# Civil Engineering & Commercial diving work



## Agrius

Hi everyone, 

I am new to the site, but have been looking around and see there is a wealth of knowledge and advise so I will enjoy reading more. 
I was wondering if anyone had any advise or experience they can share with me because my working background is a little different to most. 

I am a civil engineer and also an offshore commercial diver. I know there seems to be lost of job opportunities for civil engineers (well if adverts in the UK are anything to go by) but was wondering what the offshore industry is like in NZ? 
I have looked on the net for offshore oil and gas fields and think possibly the best place to go for offshore work is New Plymouth but I may be mistaken so any advise would be greatly appreciated. 

Also, does anyone have on the ground knowledge of the re-build in Christchurch and if there is still a need for engineers? 

Thanks in advance, and hope everyone has a Merry Christmas.


----------



## topcat83

Hi there - welcome to the Forum.

I don't know too much about diving other than recreational in New Zealand, but as it happens, this Xmas morning I have a man who might just! My son!

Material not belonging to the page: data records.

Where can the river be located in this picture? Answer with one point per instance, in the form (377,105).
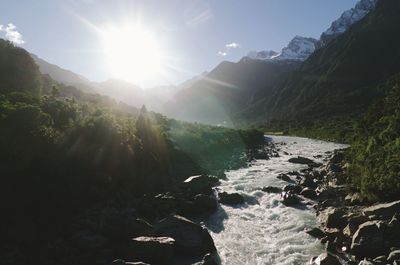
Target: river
(264,231)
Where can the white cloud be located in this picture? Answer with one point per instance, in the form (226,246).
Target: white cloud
(232,45)
(11,34)
(223,54)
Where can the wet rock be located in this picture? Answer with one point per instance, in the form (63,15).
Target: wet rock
(325,259)
(369,240)
(289,198)
(293,188)
(270,189)
(384,210)
(380,260)
(309,193)
(190,238)
(230,198)
(316,232)
(285,177)
(200,184)
(394,255)
(304,161)
(204,203)
(123,262)
(154,250)
(333,218)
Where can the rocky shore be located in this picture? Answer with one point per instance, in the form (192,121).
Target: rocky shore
(352,230)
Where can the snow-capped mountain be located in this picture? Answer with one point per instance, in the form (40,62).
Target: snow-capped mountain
(300,48)
(263,55)
(348,18)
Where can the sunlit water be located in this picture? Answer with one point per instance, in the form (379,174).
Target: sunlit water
(264,231)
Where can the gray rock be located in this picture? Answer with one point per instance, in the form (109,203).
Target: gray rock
(325,259)
(369,241)
(154,250)
(394,255)
(316,232)
(200,184)
(309,193)
(230,198)
(190,238)
(271,189)
(384,210)
(333,218)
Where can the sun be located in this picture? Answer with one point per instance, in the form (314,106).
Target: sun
(133,54)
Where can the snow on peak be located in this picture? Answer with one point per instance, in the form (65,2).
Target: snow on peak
(347,19)
(263,55)
(298,49)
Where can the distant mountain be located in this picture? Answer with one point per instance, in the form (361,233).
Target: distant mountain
(227,89)
(348,18)
(300,48)
(341,78)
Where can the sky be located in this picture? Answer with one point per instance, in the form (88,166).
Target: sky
(179,38)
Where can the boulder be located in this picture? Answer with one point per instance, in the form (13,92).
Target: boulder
(200,184)
(369,240)
(190,238)
(316,232)
(204,203)
(289,198)
(270,189)
(308,193)
(394,255)
(230,198)
(292,188)
(325,259)
(154,250)
(123,262)
(384,210)
(285,177)
(333,218)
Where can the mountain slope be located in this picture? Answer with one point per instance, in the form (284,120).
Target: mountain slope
(341,77)
(226,90)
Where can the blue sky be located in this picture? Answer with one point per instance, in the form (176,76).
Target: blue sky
(192,34)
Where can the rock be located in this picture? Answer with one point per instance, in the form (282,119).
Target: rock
(325,259)
(316,232)
(308,193)
(349,230)
(384,210)
(289,198)
(123,262)
(369,241)
(394,255)
(366,262)
(154,250)
(293,188)
(270,189)
(304,161)
(285,177)
(190,238)
(200,184)
(230,198)
(332,218)
(204,203)
(380,260)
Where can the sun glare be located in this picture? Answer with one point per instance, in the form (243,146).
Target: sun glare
(133,54)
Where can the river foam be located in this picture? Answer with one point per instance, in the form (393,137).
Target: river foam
(264,231)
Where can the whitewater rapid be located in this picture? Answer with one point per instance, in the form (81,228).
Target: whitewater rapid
(264,231)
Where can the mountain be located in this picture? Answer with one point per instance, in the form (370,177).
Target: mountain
(298,49)
(347,19)
(340,78)
(227,89)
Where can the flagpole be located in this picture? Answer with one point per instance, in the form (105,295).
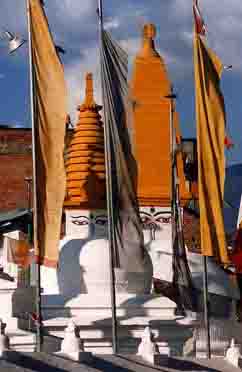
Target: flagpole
(206,307)
(109,196)
(172,96)
(39,338)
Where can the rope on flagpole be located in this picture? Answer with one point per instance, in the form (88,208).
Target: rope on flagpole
(109,197)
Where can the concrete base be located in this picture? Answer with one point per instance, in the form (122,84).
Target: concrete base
(81,356)
(92,315)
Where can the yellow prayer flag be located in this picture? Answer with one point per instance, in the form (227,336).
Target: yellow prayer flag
(50,108)
(210,117)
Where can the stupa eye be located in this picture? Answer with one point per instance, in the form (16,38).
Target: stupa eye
(80,221)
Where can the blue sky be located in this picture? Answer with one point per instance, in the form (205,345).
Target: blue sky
(74,26)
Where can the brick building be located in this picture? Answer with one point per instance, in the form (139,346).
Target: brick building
(15,166)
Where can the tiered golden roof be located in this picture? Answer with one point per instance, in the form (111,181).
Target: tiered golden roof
(85,165)
(150,85)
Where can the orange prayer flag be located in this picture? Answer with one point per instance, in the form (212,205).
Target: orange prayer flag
(50,119)
(210,117)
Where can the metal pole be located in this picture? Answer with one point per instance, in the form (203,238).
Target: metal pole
(39,338)
(206,307)
(109,195)
(171,97)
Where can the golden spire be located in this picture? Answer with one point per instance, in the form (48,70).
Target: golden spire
(85,165)
(148,46)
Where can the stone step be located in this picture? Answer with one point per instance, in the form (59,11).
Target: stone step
(21,340)
(127,305)
(97,334)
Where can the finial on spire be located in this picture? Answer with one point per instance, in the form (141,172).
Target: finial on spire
(149,31)
(89,102)
(148,46)
(89,88)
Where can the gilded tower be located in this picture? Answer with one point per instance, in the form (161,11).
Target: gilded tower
(150,86)
(85,165)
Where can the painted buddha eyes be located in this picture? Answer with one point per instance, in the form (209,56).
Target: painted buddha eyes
(83,220)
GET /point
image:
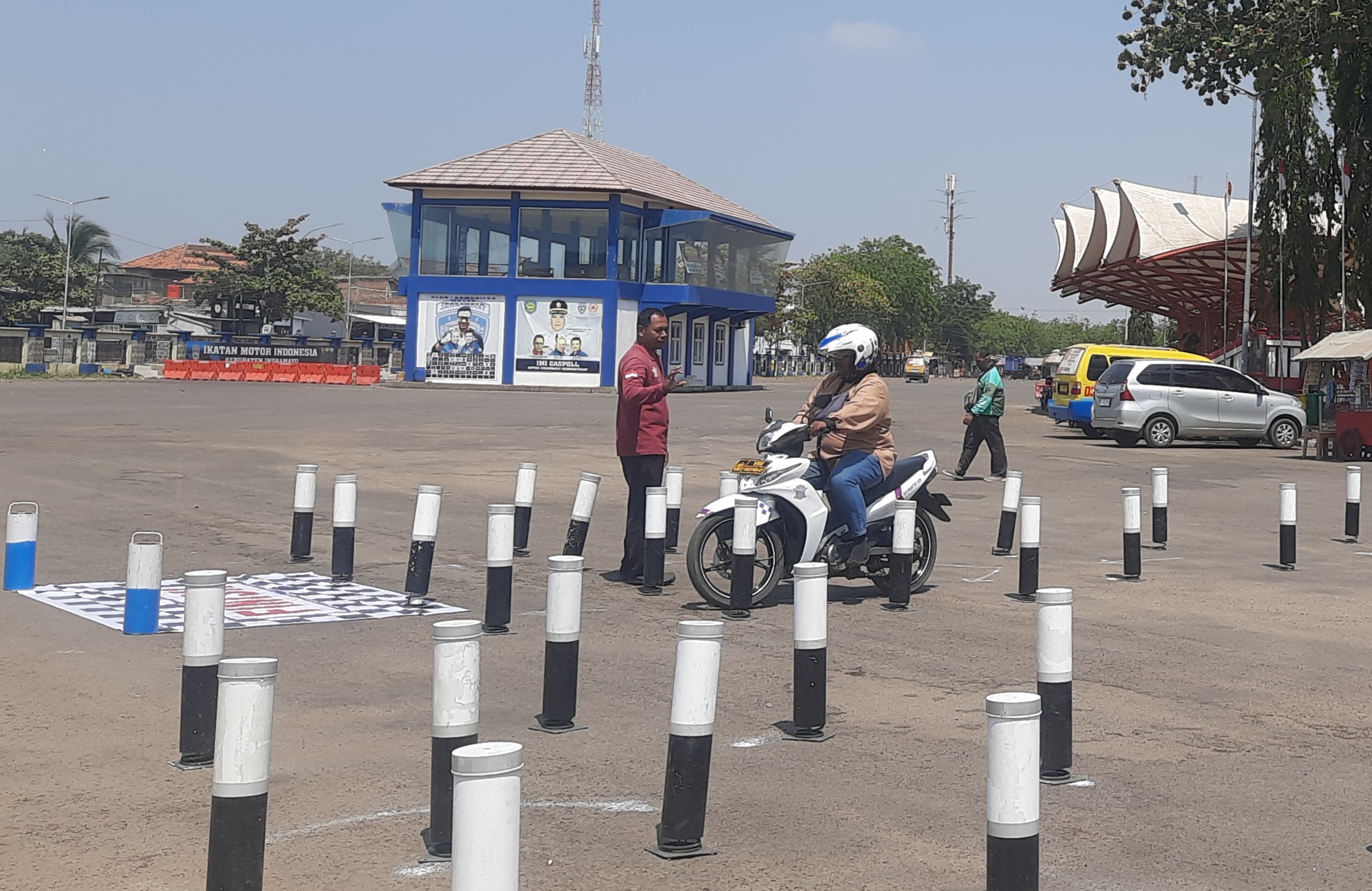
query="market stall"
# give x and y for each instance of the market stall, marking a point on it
(1338, 401)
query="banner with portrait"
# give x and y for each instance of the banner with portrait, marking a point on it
(458, 339)
(559, 335)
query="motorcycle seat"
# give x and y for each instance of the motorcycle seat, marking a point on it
(905, 469)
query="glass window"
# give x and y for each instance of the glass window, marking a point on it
(1117, 373)
(630, 233)
(464, 240)
(559, 243)
(1096, 366)
(1192, 377)
(715, 254)
(1156, 375)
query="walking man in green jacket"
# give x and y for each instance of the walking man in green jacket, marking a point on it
(983, 420)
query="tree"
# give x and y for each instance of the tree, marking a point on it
(90, 240)
(274, 267)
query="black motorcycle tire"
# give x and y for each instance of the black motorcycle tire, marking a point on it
(708, 535)
(919, 576)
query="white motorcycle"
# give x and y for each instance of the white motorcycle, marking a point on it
(792, 518)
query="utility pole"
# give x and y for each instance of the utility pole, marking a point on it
(593, 111)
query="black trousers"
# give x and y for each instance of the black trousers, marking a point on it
(640, 472)
(984, 428)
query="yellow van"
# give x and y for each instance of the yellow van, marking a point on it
(1075, 384)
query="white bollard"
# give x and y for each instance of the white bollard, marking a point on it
(486, 805)
(1013, 791)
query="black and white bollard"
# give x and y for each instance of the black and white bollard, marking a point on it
(242, 765)
(582, 509)
(1029, 510)
(1132, 532)
(427, 505)
(1352, 500)
(1160, 507)
(345, 525)
(302, 522)
(901, 555)
(561, 645)
(457, 712)
(690, 740)
(143, 584)
(1056, 685)
(1013, 791)
(1286, 506)
(675, 481)
(655, 542)
(811, 655)
(202, 647)
(1009, 510)
(524, 481)
(745, 558)
(500, 568)
(486, 803)
(21, 546)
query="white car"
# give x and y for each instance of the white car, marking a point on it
(1161, 401)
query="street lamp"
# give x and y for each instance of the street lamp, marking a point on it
(72, 210)
(348, 299)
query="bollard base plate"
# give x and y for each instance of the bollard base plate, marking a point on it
(199, 765)
(540, 727)
(699, 851)
(788, 731)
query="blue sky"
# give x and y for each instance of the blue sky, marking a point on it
(833, 120)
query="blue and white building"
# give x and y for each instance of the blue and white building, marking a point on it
(529, 263)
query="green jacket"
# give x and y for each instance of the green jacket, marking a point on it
(991, 395)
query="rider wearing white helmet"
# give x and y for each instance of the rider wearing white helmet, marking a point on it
(851, 413)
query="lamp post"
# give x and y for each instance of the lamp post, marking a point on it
(66, 281)
(348, 299)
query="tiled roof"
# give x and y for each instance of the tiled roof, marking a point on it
(182, 258)
(563, 159)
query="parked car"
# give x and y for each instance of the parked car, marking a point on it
(917, 368)
(1082, 368)
(1161, 401)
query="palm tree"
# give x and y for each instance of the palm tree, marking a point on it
(90, 240)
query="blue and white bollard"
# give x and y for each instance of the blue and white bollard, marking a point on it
(21, 546)
(143, 584)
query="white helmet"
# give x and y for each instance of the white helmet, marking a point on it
(857, 339)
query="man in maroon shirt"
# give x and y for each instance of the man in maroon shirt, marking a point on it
(641, 433)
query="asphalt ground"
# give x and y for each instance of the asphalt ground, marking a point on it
(1222, 706)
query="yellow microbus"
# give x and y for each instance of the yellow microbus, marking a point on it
(1075, 384)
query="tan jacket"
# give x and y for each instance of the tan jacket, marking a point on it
(863, 420)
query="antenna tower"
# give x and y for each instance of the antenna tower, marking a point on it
(593, 112)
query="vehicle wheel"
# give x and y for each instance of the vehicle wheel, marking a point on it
(1283, 433)
(926, 550)
(1160, 432)
(710, 560)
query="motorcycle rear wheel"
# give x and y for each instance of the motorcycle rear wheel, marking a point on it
(926, 552)
(710, 560)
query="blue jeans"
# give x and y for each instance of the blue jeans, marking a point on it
(844, 484)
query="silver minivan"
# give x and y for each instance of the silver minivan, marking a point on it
(1161, 401)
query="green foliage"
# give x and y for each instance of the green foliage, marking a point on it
(35, 265)
(1311, 62)
(335, 263)
(275, 267)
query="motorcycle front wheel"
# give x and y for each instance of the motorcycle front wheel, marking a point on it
(710, 560)
(926, 550)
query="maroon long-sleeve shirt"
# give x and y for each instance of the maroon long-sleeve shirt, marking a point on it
(641, 417)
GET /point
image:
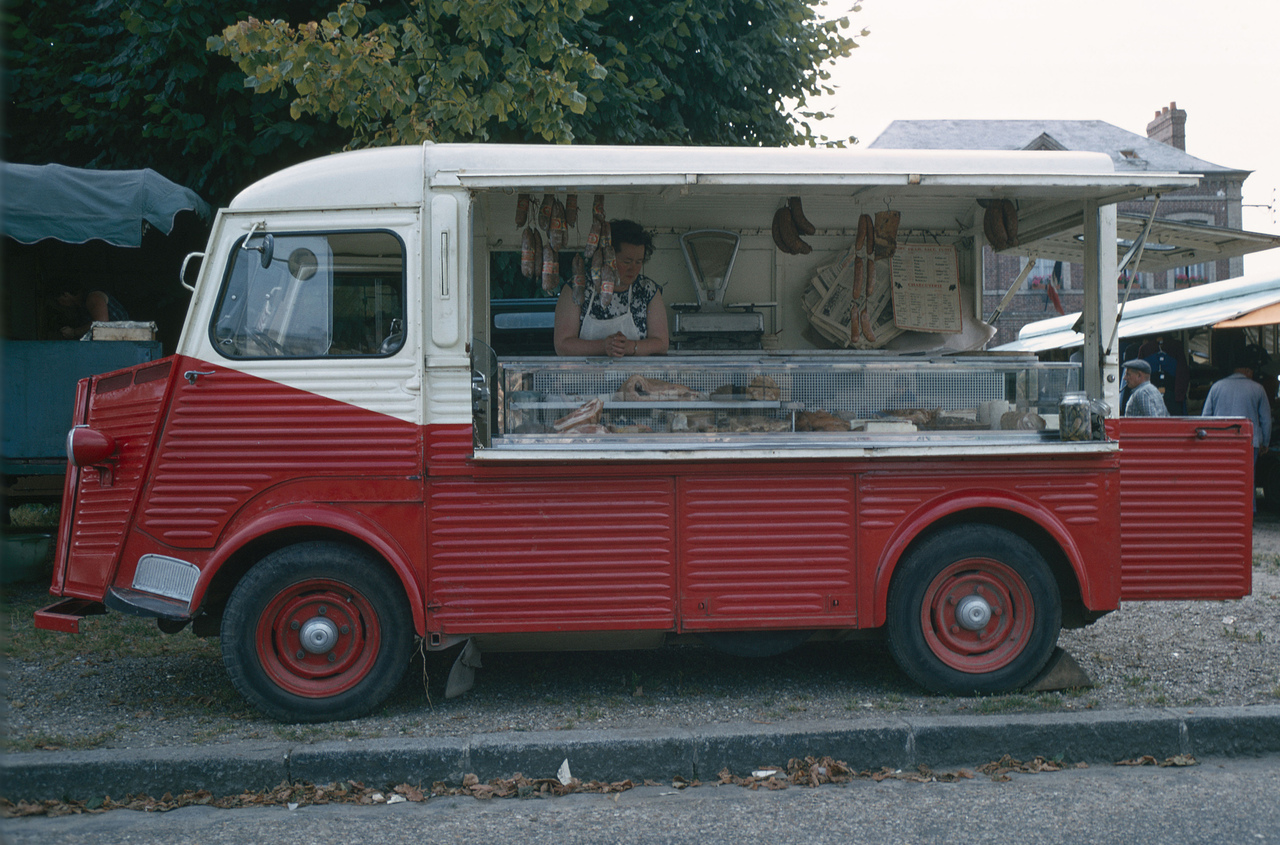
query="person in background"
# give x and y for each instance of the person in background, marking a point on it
(85, 309)
(635, 321)
(1144, 400)
(1238, 394)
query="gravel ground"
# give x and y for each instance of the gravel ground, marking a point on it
(1146, 654)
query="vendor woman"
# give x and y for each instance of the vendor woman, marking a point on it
(634, 323)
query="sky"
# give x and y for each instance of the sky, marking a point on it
(1114, 60)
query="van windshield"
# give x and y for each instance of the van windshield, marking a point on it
(314, 295)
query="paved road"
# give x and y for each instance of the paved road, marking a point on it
(1220, 800)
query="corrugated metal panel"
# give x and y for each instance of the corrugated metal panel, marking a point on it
(1185, 503)
(552, 555)
(232, 435)
(448, 448)
(767, 551)
(127, 406)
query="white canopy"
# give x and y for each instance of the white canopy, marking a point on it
(1189, 309)
(76, 205)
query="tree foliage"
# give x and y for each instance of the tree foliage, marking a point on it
(558, 71)
(129, 85)
(140, 83)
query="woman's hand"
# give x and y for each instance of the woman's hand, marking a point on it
(618, 345)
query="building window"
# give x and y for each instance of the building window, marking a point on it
(1047, 273)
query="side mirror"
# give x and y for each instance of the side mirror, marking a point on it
(268, 250)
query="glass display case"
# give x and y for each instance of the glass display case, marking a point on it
(786, 398)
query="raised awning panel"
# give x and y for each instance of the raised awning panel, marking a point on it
(1193, 307)
(76, 205)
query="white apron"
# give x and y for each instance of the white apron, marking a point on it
(597, 329)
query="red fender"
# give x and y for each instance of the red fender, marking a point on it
(1097, 593)
(310, 515)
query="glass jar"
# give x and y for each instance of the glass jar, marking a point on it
(1074, 415)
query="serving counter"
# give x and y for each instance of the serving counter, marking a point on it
(759, 401)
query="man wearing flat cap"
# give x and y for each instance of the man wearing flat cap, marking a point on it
(1144, 398)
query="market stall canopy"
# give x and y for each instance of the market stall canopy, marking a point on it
(1206, 305)
(1171, 243)
(77, 205)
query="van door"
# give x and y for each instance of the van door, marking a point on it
(1185, 507)
(301, 370)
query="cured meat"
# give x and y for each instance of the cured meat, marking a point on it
(698, 421)
(798, 218)
(638, 388)
(886, 233)
(867, 328)
(819, 421)
(763, 389)
(588, 412)
(609, 269)
(588, 428)
(593, 238)
(528, 256)
(598, 270)
(785, 233)
(551, 269)
(558, 232)
(758, 424)
(579, 278)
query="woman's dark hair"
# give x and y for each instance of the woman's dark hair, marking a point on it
(631, 232)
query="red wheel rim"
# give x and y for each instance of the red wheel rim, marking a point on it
(955, 603)
(318, 638)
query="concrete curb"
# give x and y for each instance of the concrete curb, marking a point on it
(615, 756)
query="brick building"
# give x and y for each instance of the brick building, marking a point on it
(1216, 201)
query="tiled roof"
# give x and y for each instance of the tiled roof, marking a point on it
(1128, 150)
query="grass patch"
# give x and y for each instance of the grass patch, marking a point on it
(103, 638)
(58, 741)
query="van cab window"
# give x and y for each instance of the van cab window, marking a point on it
(314, 295)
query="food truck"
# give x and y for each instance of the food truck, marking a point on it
(342, 460)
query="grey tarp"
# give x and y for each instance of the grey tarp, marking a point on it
(77, 205)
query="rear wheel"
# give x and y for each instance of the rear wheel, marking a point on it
(973, 610)
(316, 631)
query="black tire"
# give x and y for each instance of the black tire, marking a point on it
(316, 631)
(940, 595)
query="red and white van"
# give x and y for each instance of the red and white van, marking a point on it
(337, 462)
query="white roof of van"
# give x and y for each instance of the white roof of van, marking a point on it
(398, 176)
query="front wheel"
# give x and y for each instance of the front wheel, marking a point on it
(316, 631)
(973, 610)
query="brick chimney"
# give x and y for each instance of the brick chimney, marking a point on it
(1169, 127)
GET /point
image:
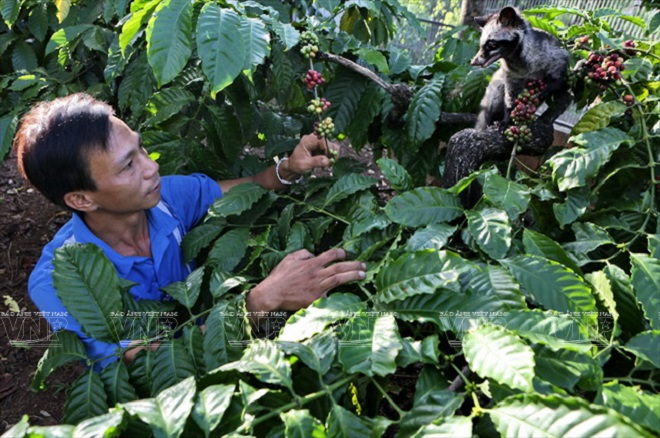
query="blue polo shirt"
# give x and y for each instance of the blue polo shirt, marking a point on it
(184, 202)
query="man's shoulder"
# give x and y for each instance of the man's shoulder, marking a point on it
(44, 266)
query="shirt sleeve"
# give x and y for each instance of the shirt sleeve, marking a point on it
(190, 196)
(42, 293)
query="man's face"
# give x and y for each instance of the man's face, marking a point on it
(127, 180)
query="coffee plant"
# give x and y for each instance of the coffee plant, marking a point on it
(535, 312)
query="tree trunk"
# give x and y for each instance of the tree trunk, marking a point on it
(469, 10)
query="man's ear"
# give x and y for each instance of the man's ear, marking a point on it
(80, 201)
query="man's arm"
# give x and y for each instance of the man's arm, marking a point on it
(309, 154)
(301, 278)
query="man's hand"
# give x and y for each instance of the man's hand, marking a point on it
(311, 152)
(301, 278)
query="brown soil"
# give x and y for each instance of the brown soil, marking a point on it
(27, 222)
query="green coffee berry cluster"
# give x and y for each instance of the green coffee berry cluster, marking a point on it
(333, 155)
(520, 134)
(310, 44)
(524, 112)
(313, 78)
(317, 106)
(324, 128)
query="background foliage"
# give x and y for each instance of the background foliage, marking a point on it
(540, 299)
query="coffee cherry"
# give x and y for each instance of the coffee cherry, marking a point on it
(317, 106)
(324, 128)
(313, 78)
(309, 44)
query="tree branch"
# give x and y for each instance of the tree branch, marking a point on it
(400, 93)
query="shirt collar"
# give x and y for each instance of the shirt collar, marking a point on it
(161, 225)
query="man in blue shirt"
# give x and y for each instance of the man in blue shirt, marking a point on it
(83, 158)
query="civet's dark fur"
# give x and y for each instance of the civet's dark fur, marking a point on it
(525, 54)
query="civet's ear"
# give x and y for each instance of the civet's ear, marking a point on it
(481, 21)
(509, 17)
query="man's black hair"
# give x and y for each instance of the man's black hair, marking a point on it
(54, 140)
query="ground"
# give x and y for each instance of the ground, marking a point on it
(27, 222)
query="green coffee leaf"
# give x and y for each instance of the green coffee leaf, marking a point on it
(640, 407)
(646, 345)
(199, 238)
(342, 423)
(541, 245)
(558, 416)
(573, 167)
(237, 200)
(345, 91)
(220, 46)
(430, 237)
(556, 331)
(424, 351)
(116, 382)
(497, 282)
(169, 39)
(210, 405)
(266, 362)
(423, 113)
(599, 116)
(574, 206)
(87, 283)
(347, 185)
(369, 344)
(109, 424)
(301, 424)
(87, 399)
(398, 177)
(449, 427)
(421, 272)
(603, 291)
(423, 206)
(226, 328)
(186, 292)
(506, 194)
(167, 413)
(491, 230)
(566, 368)
(228, 250)
(314, 319)
(172, 364)
(430, 408)
(588, 237)
(497, 353)
(645, 279)
(256, 41)
(552, 285)
(65, 347)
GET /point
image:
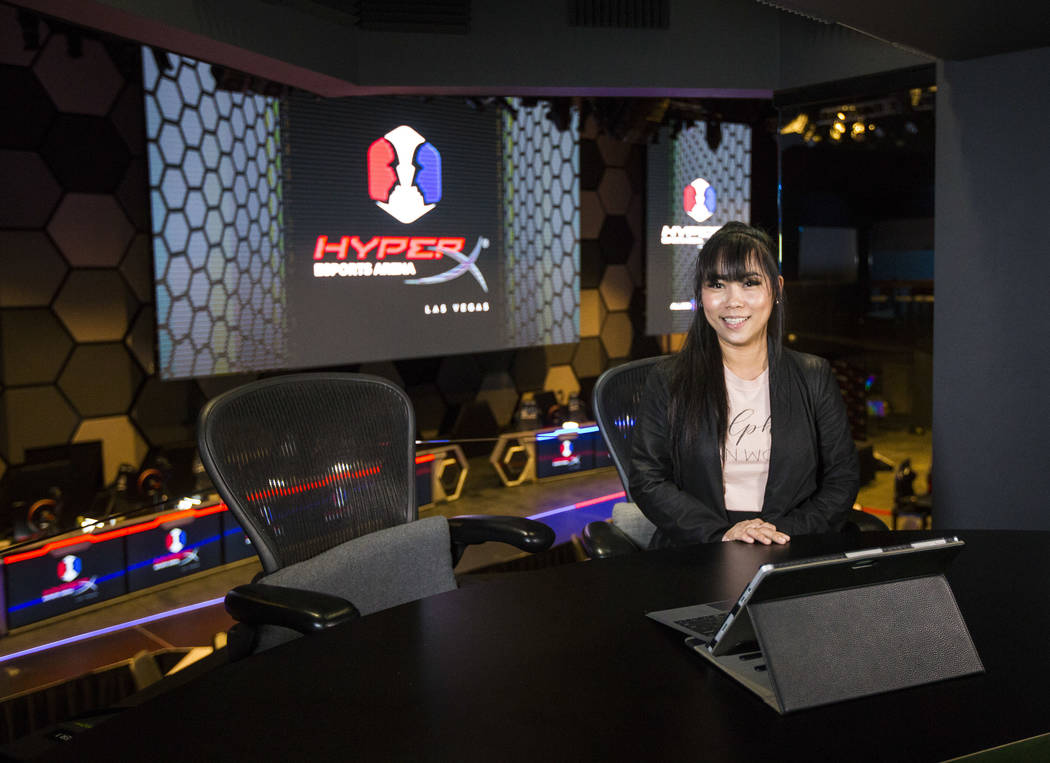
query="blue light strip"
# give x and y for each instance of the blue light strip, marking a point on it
(120, 573)
(562, 432)
(111, 629)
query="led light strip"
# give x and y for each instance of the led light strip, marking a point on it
(111, 629)
(582, 504)
(210, 602)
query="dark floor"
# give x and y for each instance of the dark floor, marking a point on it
(37, 656)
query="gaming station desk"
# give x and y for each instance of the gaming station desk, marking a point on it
(562, 664)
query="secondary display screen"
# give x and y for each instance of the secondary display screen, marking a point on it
(693, 191)
(299, 232)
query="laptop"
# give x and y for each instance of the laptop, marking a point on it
(722, 632)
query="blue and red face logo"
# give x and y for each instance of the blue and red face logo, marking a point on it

So when he gets up I'll ask him to add a post...


----------



## Agrius

Topcoat,

Thanks for your reply. I look forward to hearing from you lad. But after Christmas is good, I don't want to out anyone out. 

Cheers,


----------



## topcat83

Ok he's up. 
He says to look for a company called diveco.co.nz . They are based in westhaven, auckland. 
There's also nzsos school of commercial diving in Huntly - www.nzsos.co.nz 
Also www.commdives.co.nz

And if you want the dive shop that isn't just for recreational divers see www.globaldive.net


----------